2) When clustering, should I include the outcome measure as an input variable to the cluster analysis in order to make the clusters more related to the outcome measure?
 A: Ultimately it is hard to say whether this will help or not. Many preprocessing ideas like this work in specific situations despite being useless in many others. Obviously you can try it out using cross-validation on an "experimentation part" of your dataset that isn't used for the evaluation of what you finally come up with.
That said, chances are that this is not a particularly good idea, and as long as you don't do things such as double cross-validation, you need to be aware that the more different approaches you compare to arrive at something good, the more your results will be over-optimistic on your data due to model selection bias.
A general consideration here is that forward selection is not a suitable method to decide which variables are significant, and very often not a good method to do variable selection at all. If you want to make statements about the significance of individual variables, do this from the p-values that you get from the full model, at least as long as you have enough observations to fit it properly (say number of variables times 5-10). It is absolutely not mandatory to remove insignificant variables, and for prediction purposes the full model is often better than the model you get by forward selection (as could be checked once more by cross-validation). Note in particular that standard tests and p-values computed on a subset of variables arrived at by forward selection on the same data are invalid. So the first possibility that you have is to just use the full model regardless of how many variables are significant there. Another option are regularisation methods such as the Lasso.

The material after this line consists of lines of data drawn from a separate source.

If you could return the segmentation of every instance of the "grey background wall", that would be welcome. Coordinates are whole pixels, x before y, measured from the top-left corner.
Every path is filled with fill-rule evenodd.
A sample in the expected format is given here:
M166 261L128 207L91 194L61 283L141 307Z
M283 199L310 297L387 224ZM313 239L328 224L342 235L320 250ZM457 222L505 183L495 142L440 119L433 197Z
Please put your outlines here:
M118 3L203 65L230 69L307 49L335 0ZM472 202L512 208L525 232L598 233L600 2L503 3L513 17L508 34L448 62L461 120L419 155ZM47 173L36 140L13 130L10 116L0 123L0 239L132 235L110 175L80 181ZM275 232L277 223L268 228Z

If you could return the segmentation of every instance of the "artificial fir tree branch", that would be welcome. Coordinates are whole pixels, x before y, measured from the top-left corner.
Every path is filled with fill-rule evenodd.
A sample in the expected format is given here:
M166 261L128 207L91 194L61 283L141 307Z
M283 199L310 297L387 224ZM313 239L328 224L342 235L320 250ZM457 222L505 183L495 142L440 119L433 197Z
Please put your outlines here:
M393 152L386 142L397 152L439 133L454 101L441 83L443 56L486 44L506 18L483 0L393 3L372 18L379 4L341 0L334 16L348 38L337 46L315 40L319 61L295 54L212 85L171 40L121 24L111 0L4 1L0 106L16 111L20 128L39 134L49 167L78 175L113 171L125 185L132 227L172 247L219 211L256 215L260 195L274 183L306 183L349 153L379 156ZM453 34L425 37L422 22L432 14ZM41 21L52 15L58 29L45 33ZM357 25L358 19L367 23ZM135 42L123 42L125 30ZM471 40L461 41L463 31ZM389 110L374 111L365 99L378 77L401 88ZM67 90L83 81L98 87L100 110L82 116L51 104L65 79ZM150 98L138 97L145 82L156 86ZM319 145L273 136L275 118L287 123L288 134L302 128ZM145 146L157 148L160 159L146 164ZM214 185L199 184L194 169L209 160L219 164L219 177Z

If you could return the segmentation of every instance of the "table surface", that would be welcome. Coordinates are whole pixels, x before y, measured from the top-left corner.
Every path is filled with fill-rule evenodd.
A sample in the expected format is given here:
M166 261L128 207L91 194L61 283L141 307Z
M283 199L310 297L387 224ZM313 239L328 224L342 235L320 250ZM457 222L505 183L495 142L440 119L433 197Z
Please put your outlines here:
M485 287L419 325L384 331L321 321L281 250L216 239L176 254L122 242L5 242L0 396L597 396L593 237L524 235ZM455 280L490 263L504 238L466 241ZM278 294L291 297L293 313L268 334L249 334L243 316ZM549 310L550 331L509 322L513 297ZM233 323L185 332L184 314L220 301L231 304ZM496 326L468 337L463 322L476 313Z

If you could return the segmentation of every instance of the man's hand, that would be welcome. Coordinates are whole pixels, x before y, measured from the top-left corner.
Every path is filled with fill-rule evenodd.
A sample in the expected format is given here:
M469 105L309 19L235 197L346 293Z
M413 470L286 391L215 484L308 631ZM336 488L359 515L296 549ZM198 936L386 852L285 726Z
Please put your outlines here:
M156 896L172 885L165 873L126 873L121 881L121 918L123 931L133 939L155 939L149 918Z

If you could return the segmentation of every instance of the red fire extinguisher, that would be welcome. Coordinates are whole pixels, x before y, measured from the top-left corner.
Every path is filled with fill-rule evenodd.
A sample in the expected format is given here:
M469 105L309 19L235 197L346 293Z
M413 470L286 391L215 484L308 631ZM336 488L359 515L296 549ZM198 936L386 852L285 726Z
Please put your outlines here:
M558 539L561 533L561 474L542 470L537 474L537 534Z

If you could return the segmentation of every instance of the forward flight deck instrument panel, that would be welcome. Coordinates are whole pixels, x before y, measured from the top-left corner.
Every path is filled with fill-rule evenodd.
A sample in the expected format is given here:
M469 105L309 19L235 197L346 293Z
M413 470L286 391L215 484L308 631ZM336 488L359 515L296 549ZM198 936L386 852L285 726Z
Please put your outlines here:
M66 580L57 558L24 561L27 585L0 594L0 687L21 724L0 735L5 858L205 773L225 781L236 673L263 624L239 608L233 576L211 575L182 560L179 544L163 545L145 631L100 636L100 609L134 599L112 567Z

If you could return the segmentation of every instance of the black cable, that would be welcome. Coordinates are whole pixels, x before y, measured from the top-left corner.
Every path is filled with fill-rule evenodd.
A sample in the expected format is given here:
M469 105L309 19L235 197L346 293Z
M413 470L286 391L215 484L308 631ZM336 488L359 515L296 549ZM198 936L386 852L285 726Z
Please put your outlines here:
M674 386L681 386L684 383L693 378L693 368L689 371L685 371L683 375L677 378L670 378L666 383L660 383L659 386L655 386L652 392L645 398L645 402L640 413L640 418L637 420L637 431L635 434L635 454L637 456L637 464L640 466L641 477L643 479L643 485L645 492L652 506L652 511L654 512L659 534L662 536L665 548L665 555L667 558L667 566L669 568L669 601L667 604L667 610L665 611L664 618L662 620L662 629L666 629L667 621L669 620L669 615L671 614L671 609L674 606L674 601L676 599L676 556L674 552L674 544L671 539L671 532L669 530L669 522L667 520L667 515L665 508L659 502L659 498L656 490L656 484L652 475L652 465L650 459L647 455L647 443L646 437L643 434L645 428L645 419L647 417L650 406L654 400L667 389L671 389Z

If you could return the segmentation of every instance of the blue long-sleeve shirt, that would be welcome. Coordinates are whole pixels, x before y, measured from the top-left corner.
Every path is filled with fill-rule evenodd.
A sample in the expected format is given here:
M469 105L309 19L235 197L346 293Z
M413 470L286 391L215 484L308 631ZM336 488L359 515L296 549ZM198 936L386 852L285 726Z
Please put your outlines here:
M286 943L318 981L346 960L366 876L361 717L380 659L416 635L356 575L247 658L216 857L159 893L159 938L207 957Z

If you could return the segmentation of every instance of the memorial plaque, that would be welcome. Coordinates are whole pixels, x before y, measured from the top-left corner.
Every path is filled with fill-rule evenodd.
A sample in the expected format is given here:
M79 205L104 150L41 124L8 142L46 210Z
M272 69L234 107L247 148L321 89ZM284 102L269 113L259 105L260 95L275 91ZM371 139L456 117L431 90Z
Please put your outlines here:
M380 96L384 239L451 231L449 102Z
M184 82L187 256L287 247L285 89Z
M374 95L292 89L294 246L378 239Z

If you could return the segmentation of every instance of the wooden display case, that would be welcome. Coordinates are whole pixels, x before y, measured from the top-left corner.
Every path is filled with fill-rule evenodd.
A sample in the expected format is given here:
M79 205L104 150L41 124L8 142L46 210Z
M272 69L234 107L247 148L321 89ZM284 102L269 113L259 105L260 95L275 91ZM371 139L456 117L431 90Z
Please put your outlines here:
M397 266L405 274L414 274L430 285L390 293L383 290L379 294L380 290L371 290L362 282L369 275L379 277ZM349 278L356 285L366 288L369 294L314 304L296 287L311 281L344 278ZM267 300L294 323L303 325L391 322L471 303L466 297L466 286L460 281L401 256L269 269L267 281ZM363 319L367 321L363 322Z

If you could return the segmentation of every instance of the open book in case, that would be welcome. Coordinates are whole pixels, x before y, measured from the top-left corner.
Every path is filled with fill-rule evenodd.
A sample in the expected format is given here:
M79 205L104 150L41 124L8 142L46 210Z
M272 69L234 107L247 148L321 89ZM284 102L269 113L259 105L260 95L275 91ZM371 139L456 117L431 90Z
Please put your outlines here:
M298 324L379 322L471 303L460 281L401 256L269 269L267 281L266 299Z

Regarding adding information of clusters of variables, my intuition is that this doesn't have much potential to improve things. Obviously it provides you with some kind of summary of the variables that otherwise you wouldn't use (although you may well use them all, see above), and if you're lucky, with this summary you can explain your response to some amount, but as the response is not used for clustering, there is no guarantee for this, and using the clustering information instead of all the variables may well miss some relevant content of/interaction between them. It becomes a bit more promising if these variables have many categorical levels, and you don't have enough observations to fit all the parameters (which may also be a reason why you used forward selection). In any case "forward selection and then clustering of not selected variables" is, as far as I know, nowhere systematically investigated, so nobody can grant you that it's any good. Intuitivaly I don't expect it to be good, but thinking a bit more about it, I see a potential in very specific situations, as long as it's done in a way that model selection bias is controlled (e.g., with double cross-validation or using three parts of the data to fit, select, and validate).
Regarding using the response variable for clustering, this will incur model selection bias, so normally this is not a good idea, however once more, in specific situations it may help if you can control that bias. In any case I doubt you'll find any literature advising to do this.
A: Conditional logistic regression or fixed/random effect models may be useful for your purpose. It attempts to model the behaviour of sub groups within your larger dataset.
Researching them might help you avoid reinventing the wheel.